Di più: è tale la pregnanza che il legislatore ha inteso riconoscere alla perizia redatta da un CTU nel procedimento de quo, da averle riconosciuto persino, nel terzo comma, l’efficacia di titolo esecutivo laddove le parti si siamo conciliate. Nel caso che ci occupa, le parti non si erano conciliate sulla monetizzazione del risarcimento, ma su tutto il resto assolutamente sì. Era troppo chiedere che il processo di merito, instaurato dopo il fallimento delle trattative, si basasse sulle conclusioni della CTU rese in ATP anziché essere gravato da un ultroneo, in quanto costoso e inutile, incombente?

Un ultimo rilievo: l’ordinanza rinviene un ulteriore motivo per negare una seria valenza “probatoria” alla CTU resa in sede di procedimento ex art. 696 bis c.p.c. nel fatto che l’ultimo comma del 696 bis rinvia espressamente agli artt. da 191 a 197 c.p.c. e non, invece, all’art. 201 disciplinante la figura del consulente tecnico di parte.
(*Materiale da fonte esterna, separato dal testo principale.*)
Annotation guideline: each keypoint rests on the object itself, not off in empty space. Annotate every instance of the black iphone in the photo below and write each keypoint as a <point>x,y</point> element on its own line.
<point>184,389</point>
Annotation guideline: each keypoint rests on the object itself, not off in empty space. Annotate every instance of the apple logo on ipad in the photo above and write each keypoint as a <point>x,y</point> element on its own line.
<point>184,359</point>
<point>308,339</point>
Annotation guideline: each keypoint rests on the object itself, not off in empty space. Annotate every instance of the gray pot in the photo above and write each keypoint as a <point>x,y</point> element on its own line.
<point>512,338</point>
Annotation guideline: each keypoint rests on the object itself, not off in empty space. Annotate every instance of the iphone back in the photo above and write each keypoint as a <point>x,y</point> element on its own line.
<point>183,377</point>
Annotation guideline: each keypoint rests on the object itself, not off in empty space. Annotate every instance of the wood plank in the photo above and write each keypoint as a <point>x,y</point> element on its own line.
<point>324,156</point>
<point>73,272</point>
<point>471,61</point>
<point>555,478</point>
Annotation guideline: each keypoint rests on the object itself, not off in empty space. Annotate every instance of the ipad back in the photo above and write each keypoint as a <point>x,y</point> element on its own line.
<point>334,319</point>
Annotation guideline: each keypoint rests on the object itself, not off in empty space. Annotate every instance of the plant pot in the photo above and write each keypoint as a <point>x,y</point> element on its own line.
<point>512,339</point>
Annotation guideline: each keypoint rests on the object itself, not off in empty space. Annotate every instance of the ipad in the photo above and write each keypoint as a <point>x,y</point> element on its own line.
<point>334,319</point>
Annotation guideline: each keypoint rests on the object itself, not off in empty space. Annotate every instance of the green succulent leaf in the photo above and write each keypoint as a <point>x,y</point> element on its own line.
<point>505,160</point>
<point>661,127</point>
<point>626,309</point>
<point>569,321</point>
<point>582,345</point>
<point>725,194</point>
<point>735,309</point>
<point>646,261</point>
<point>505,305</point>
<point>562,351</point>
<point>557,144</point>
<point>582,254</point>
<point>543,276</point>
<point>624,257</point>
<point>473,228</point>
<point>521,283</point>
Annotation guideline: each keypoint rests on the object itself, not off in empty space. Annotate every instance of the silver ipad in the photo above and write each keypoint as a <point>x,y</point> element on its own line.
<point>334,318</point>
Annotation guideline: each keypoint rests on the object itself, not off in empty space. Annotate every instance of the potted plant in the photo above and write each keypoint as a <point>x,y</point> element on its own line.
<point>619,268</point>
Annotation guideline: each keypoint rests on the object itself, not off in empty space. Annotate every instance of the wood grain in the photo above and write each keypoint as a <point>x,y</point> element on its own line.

Ciò starebbe a significare, secondo il Tribunale di Velletri, che mancherebbe, nel procedimento di accertamento di ATP finalizzato alla conciliazione, la previsione di quello “strumento” (costituito, per l’appunto, dalla possibilità di nominare un consulente di parte) in grado di salvaguardare il principio del contradditorio anche in ambito di operazioni peritali.

A tal proposito, sono sufficienti due rilievi per smentire la tesi: da un lato, il fatto che l’art. 696 bis c.p.c. richiama gli artt. da 191 a 197 “in quanto compatibili”, ma non esclude affatto la facoltà delle parti di nominare i propri consulenti in ossequio a quanto previsto dall’art. 201 c.p.c.; dall’altro, la circostanza che l’art. 696 bis c.p.c. è inserito nella sezione quarta (del capo terzo del titolo primo del libro quarto) del codice di procedura civile rubricata “Dei procedimento di istruzione preventiva”. Ergo, la sua stessa collocazione sistematica contribuisce a conferire al rimedio di cui trattasi, lo status e la dignità, in sede istruttoria, delle altre procedure consimili. Senza contare che, nella vicenda in esame, le parti avevano ben nominato un consulente e quindi il contraddittorio era stato, de facto, e a prescindere da ogni bizantinismo giuridico, garantito.

In conclusione, e onde tornare allo spunto da cui abbiamo preso le mosse, lo ribadiamo: un provvedimento di cui non si sentiva il bisogno e che, ci auguriamo, resterà confinato nel rango delle proverbiali eccezioni, sia pur non lodevoli.